This study addresses the challenge of predicting driver yielding behavior at unsignalized intersections to enhance pedestrian safety. To overcome difficulties in fine-grained modeling of interactive behaviors and achieving interpretable decision-making, we propose a novel multimodal prompting mechanism that integrates traffic-domain knowledge, structured reasoning chains, and few-shot prompting—thereby enhancing large language models’ (LLMs) understanding of dynamic traffic contexts. Leveraging GPT-4o and Deepseek-V3, our framework fuses vision-language inputs with domain-constrained prompts to enable context-aware behavioral inference. Experimental results show GPT-4o achieves the highest accuracy (89.2%) and recall (85.7%), while Deepseek-V3 attains the best precision (91.4%), highlighting a trade-off between accuracy and computational efficiency. Our key contribution is the first knowledge-augmented, interpretable LLM-based prediction framework specifically designed for human-vehicle interaction at unsignalized intersections.
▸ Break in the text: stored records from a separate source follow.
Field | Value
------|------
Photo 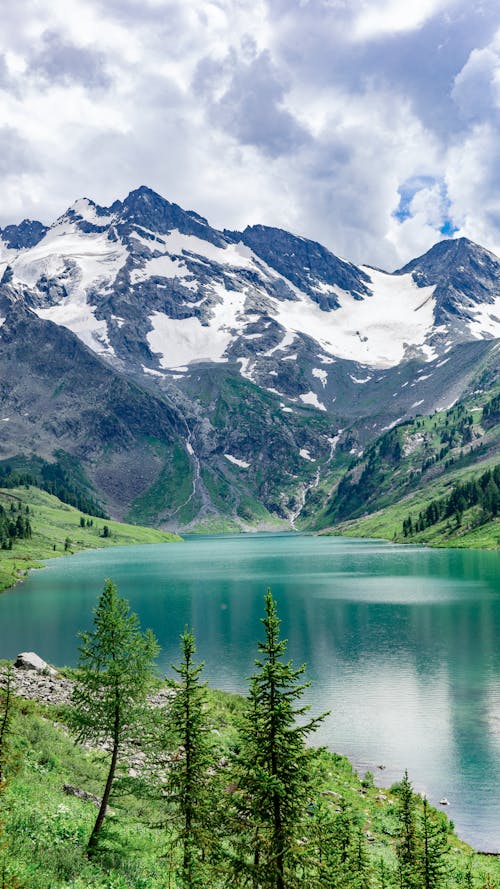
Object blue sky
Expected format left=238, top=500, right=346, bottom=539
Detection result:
left=0, top=0, right=500, bottom=268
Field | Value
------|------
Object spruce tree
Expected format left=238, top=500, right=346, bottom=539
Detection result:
left=0, top=664, right=14, bottom=789
left=162, top=628, right=215, bottom=889
left=70, top=580, right=158, bottom=856
left=396, top=770, right=418, bottom=889
left=420, top=797, right=448, bottom=889
left=232, top=589, right=324, bottom=889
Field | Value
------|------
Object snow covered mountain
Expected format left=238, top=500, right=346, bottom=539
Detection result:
left=0, top=187, right=500, bottom=380
left=0, top=187, right=500, bottom=521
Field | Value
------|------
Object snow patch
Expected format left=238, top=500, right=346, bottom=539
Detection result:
left=299, top=448, right=316, bottom=463
left=130, top=255, right=190, bottom=284
left=312, top=367, right=328, bottom=389
left=349, top=374, right=372, bottom=383
left=277, top=268, right=435, bottom=367
left=147, top=285, right=245, bottom=368
left=224, top=454, right=250, bottom=469
left=299, top=392, right=326, bottom=411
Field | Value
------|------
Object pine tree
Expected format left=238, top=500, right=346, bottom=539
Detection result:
left=396, top=771, right=418, bottom=889
left=162, top=628, right=216, bottom=889
left=0, top=664, right=14, bottom=788
left=229, top=590, right=323, bottom=889
left=70, top=580, right=158, bottom=856
left=420, top=797, right=448, bottom=889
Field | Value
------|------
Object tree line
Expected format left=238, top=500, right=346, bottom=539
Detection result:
left=0, top=501, right=33, bottom=549
left=0, top=459, right=108, bottom=519
left=402, top=463, right=500, bottom=537
left=0, top=580, right=472, bottom=889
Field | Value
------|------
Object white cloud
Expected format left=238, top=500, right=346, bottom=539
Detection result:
left=353, top=0, right=454, bottom=40
left=0, top=0, right=500, bottom=267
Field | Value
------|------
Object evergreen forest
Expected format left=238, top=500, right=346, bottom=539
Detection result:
left=0, top=580, right=500, bottom=889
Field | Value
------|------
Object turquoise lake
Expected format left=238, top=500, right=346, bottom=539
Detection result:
left=0, top=534, right=500, bottom=851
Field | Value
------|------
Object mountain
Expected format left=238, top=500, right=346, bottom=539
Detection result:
left=0, top=186, right=500, bottom=527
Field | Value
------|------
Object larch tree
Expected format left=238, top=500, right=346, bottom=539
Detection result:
left=420, top=797, right=448, bottom=889
left=161, top=627, right=216, bottom=889
left=70, top=580, right=158, bottom=857
left=231, top=589, right=324, bottom=889
left=396, top=770, right=419, bottom=889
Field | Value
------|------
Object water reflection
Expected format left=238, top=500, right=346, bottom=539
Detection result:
left=0, top=536, right=500, bottom=850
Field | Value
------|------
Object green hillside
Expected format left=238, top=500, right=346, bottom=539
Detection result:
left=0, top=676, right=500, bottom=889
left=0, top=485, right=181, bottom=590
left=310, top=378, right=500, bottom=547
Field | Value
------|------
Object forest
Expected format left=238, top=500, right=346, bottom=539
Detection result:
left=0, top=580, right=495, bottom=889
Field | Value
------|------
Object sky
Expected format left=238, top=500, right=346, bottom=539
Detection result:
left=0, top=0, right=500, bottom=270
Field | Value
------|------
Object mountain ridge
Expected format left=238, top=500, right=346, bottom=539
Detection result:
left=0, top=186, right=500, bottom=528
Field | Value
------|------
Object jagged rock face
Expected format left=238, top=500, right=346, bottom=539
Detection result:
left=0, top=302, right=184, bottom=516
left=0, top=187, right=500, bottom=526
left=236, top=225, right=371, bottom=311
left=0, top=219, right=48, bottom=250
left=395, top=238, right=500, bottom=341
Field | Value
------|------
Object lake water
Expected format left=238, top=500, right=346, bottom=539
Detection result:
left=0, top=534, right=500, bottom=851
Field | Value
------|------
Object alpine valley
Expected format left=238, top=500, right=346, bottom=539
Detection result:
left=0, top=187, right=500, bottom=539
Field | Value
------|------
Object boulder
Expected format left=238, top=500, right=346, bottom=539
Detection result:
left=14, top=651, right=57, bottom=676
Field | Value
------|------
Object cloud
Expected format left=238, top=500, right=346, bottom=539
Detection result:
left=0, top=0, right=500, bottom=267
left=29, top=31, right=110, bottom=89
left=194, top=46, right=308, bottom=157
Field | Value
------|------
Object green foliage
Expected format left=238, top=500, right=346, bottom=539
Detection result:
left=70, top=580, right=158, bottom=853
left=420, top=798, right=448, bottom=889
left=232, top=590, right=323, bottom=889
left=403, top=463, right=500, bottom=537
left=158, top=628, right=217, bottom=889
left=0, top=664, right=14, bottom=792
left=396, top=771, right=418, bottom=889
left=0, top=487, right=180, bottom=590
left=0, top=451, right=107, bottom=518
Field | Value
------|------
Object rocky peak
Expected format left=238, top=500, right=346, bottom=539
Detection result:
left=394, top=238, right=500, bottom=303
left=237, top=225, right=371, bottom=311
left=107, top=185, right=226, bottom=246
left=0, top=219, right=48, bottom=250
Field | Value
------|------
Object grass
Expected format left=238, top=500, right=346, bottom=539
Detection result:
left=320, top=455, right=500, bottom=549
left=0, top=690, right=500, bottom=889
left=0, top=486, right=181, bottom=590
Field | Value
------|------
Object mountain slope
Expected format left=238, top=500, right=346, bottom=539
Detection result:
left=0, top=187, right=500, bottom=527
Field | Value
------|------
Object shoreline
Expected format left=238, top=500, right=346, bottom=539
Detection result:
left=0, top=660, right=500, bottom=858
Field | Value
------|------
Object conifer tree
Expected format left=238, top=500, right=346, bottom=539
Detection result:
left=233, top=589, right=323, bottom=889
left=162, top=628, right=215, bottom=889
left=396, top=770, right=418, bottom=889
left=70, top=580, right=158, bottom=856
left=0, top=664, right=14, bottom=788
left=420, top=797, right=448, bottom=889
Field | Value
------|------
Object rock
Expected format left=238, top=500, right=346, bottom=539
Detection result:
left=14, top=651, right=57, bottom=676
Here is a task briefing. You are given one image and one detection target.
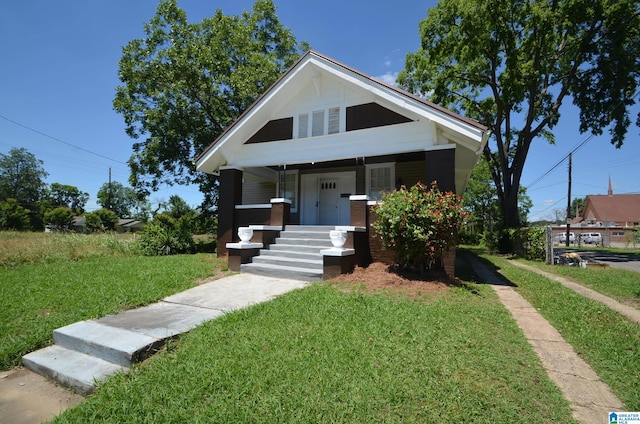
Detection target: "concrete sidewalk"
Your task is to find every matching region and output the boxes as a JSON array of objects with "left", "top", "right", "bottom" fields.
[
  {"left": 465, "top": 255, "right": 624, "bottom": 424},
  {"left": 509, "top": 261, "right": 640, "bottom": 324},
  {"left": 0, "top": 274, "right": 309, "bottom": 424}
]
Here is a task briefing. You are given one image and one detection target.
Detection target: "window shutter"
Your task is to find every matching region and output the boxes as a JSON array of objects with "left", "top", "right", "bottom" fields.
[
  {"left": 298, "top": 113, "right": 309, "bottom": 138},
  {"left": 328, "top": 107, "right": 340, "bottom": 134},
  {"left": 311, "top": 110, "right": 324, "bottom": 137}
]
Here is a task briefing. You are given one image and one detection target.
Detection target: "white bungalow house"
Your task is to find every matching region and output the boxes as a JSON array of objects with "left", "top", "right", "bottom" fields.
[{"left": 195, "top": 51, "right": 489, "bottom": 277}]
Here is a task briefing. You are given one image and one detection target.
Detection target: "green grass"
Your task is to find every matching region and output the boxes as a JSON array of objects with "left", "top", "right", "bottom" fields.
[
  {"left": 55, "top": 283, "right": 573, "bottom": 423},
  {"left": 483, "top": 255, "right": 640, "bottom": 411},
  {"left": 0, "top": 231, "right": 137, "bottom": 268},
  {"left": 0, "top": 254, "right": 225, "bottom": 369},
  {"left": 523, "top": 261, "right": 640, "bottom": 308}
]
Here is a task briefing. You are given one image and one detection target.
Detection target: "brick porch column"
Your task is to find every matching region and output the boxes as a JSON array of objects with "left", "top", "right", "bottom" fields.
[{"left": 217, "top": 168, "right": 242, "bottom": 258}]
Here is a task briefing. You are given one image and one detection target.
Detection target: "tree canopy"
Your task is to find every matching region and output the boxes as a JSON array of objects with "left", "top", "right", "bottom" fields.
[
  {"left": 398, "top": 0, "right": 640, "bottom": 227},
  {"left": 113, "top": 0, "right": 301, "bottom": 207},
  {"left": 462, "top": 157, "right": 533, "bottom": 233},
  {"left": 46, "top": 183, "right": 89, "bottom": 214},
  {"left": 0, "top": 147, "right": 49, "bottom": 208},
  {"left": 97, "top": 181, "right": 149, "bottom": 219}
]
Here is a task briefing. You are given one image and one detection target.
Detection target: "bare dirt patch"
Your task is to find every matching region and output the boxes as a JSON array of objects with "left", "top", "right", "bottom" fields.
[{"left": 329, "top": 262, "right": 462, "bottom": 300}]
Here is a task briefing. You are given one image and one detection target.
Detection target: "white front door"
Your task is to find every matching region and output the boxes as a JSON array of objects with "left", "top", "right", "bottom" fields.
[
  {"left": 318, "top": 178, "right": 340, "bottom": 225},
  {"left": 300, "top": 172, "right": 356, "bottom": 225}
]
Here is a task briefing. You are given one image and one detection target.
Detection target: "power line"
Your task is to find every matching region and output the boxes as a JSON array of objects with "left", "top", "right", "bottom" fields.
[
  {"left": 527, "top": 90, "right": 640, "bottom": 189},
  {"left": 0, "top": 115, "right": 127, "bottom": 165}
]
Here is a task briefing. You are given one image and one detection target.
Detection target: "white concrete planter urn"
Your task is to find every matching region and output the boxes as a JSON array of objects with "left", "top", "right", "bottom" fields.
[
  {"left": 238, "top": 227, "right": 253, "bottom": 244},
  {"left": 329, "top": 230, "right": 347, "bottom": 250}
]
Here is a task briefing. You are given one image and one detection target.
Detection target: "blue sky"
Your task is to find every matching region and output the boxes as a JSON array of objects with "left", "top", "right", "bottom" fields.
[{"left": 0, "top": 0, "right": 640, "bottom": 219}]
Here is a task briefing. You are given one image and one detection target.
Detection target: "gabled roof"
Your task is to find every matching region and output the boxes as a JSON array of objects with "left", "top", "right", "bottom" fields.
[
  {"left": 584, "top": 194, "right": 640, "bottom": 225},
  {"left": 195, "top": 50, "right": 489, "bottom": 176}
]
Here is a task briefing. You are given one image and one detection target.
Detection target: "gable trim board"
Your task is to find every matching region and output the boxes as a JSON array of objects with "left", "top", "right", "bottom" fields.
[{"left": 195, "top": 51, "right": 489, "bottom": 192}]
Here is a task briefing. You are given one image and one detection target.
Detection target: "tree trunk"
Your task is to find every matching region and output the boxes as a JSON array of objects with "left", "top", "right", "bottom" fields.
[{"left": 502, "top": 187, "right": 520, "bottom": 228}]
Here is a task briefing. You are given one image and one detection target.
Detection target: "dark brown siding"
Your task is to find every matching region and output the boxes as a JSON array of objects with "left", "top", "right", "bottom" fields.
[
  {"left": 346, "top": 103, "right": 411, "bottom": 131},
  {"left": 424, "top": 149, "right": 456, "bottom": 193},
  {"left": 242, "top": 180, "right": 277, "bottom": 205},
  {"left": 245, "top": 117, "right": 293, "bottom": 144},
  {"left": 396, "top": 161, "right": 426, "bottom": 188}
]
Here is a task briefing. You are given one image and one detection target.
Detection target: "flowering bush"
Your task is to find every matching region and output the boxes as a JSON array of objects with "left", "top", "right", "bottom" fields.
[{"left": 372, "top": 182, "right": 468, "bottom": 271}]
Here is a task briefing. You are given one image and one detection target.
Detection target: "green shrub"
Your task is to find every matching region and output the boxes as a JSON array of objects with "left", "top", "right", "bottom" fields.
[
  {"left": 44, "top": 207, "right": 73, "bottom": 231},
  {"left": 484, "top": 227, "right": 545, "bottom": 260},
  {"left": 372, "top": 182, "right": 468, "bottom": 271},
  {"left": 138, "top": 213, "right": 196, "bottom": 256}
]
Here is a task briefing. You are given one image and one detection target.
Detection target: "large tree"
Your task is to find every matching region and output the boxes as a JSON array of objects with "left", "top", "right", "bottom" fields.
[
  {"left": 113, "top": 0, "right": 300, "bottom": 207},
  {"left": 0, "top": 147, "right": 49, "bottom": 210},
  {"left": 97, "top": 181, "right": 149, "bottom": 220},
  {"left": 46, "top": 183, "right": 89, "bottom": 215},
  {"left": 462, "top": 157, "right": 533, "bottom": 232},
  {"left": 398, "top": 0, "right": 640, "bottom": 227}
]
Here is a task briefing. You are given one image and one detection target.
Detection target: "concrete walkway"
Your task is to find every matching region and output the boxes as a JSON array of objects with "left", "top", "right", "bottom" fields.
[
  {"left": 0, "top": 257, "right": 638, "bottom": 424},
  {"left": 509, "top": 261, "right": 640, "bottom": 324},
  {"left": 465, "top": 256, "right": 624, "bottom": 424},
  {"left": 0, "top": 274, "right": 309, "bottom": 424}
]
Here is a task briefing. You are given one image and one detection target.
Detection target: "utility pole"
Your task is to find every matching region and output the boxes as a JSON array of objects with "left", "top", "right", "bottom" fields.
[
  {"left": 564, "top": 153, "right": 571, "bottom": 247},
  {"left": 107, "top": 167, "right": 111, "bottom": 210}
]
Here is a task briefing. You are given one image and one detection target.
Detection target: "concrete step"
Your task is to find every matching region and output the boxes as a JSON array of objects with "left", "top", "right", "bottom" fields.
[
  {"left": 280, "top": 231, "right": 330, "bottom": 240},
  {"left": 53, "top": 320, "right": 164, "bottom": 367},
  {"left": 284, "top": 225, "right": 336, "bottom": 234},
  {"left": 260, "top": 246, "right": 322, "bottom": 260},
  {"left": 22, "top": 345, "right": 128, "bottom": 395},
  {"left": 274, "top": 237, "right": 333, "bottom": 250},
  {"left": 240, "top": 258, "right": 322, "bottom": 281},
  {"left": 252, "top": 254, "right": 323, "bottom": 272},
  {"left": 268, "top": 243, "right": 327, "bottom": 255}
]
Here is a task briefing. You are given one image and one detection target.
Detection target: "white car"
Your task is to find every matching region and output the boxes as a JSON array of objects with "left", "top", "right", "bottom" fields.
[
  {"left": 556, "top": 232, "right": 576, "bottom": 244},
  {"left": 580, "top": 233, "right": 602, "bottom": 244}
]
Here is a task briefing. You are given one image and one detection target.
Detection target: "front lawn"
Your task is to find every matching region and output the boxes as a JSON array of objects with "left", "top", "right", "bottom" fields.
[
  {"left": 482, "top": 255, "right": 640, "bottom": 411},
  {"left": 525, "top": 261, "right": 640, "bottom": 308},
  {"left": 0, "top": 253, "right": 225, "bottom": 370},
  {"left": 55, "top": 270, "right": 574, "bottom": 423}
]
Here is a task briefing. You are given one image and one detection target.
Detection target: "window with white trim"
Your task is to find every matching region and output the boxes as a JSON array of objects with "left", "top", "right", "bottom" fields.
[
  {"left": 327, "top": 107, "right": 340, "bottom": 134},
  {"left": 298, "top": 113, "right": 309, "bottom": 138},
  {"left": 294, "top": 107, "right": 344, "bottom": 138},
  {"left": 366, "top": 162, "right": 396, "bottom": 200},
  {"left": 311, "top": 110, "right": 324, "bottom": 137},
  {"left": 277, "top": 169, "right": 298, "bottom": 213}
]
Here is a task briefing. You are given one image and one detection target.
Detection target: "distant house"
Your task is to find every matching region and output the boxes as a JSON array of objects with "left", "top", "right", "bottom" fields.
[
  {"left": 553, "top": 181, "right": 640, "bottom": 246},
  {"left": 582, "top": 194, "right": 640, "bottom": 227},
  {"left": 195, "top": 51, "right": 489, "bottom": 278},
  {"left": 116, "top": 219, "right": 144, "bottom": 233}
]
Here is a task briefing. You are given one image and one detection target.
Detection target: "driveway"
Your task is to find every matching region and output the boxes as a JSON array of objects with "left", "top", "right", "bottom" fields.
[{"left": 554, "top": 247, "right": 640, "bottom": 272}]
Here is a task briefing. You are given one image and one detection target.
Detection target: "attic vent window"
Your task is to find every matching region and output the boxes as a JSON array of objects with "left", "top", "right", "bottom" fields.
[{"left": 297, "top": 107, "right": 344, "bottom": 138}]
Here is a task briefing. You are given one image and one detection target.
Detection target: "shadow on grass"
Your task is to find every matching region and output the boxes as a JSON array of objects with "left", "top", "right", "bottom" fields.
[{"left": 456, "top": 247, "right": 518, "bottom": 287}]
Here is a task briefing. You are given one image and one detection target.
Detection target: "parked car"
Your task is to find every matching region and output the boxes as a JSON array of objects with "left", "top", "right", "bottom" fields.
[
  {"left": 556, "top": 232, "right": 576, "bottom": 244},
  {"left": 580, "top": 233, "right": 602, "bottom": 244}
]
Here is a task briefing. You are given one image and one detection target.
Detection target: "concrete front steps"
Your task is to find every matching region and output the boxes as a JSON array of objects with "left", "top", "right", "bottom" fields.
[
  {"left": 22, "top": 320, "right": 163, "bottom": 395},
  {"left": 240, "top": 225, "right": 335, "bottom": 281}
]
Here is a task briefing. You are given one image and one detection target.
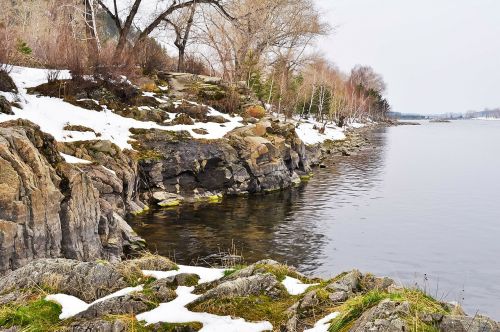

Pedestrian safety is a critical component of urban mobility and is strongly influenced by the interactions between pedestrian decision-making and driver yielding behavior at crosswalks. Modeling driver--pedestrian interactions at intersections requires accurately capturing the complexity of these behaviors. Traditional machine learning models often struggle to capture the nuanced and context-dependent reasoning required for these multifactorial interactions, due to their reliance on fixed feature representations and limited interpretability. In contrast, large language models (LLMs) are suited for extracting patterns from heterogeneous traffic data, enabling accurate modeling of driver-pedestrian interactions. Therefore, this paper leverages multimodal LLMs through a novel prompt design that incorporates domain-specific knowledge, structured reasoning, and few-shot prompting, enabling interpretable and context-aware inference of driver yielding behavior, as an example application of modeling pedestrian--driver interaction. We benchmarked state-of-the-art LLMs against traditional classifiers, finding that GPT-4o consistently achieves the highest accuracy and recall, while Deepseek-V3 excels in precision. These findings highlight the critical trade-offs between model performance and computational efficiency, offering practical guidance for deploying LLMs in real-world pedestrian safety systems.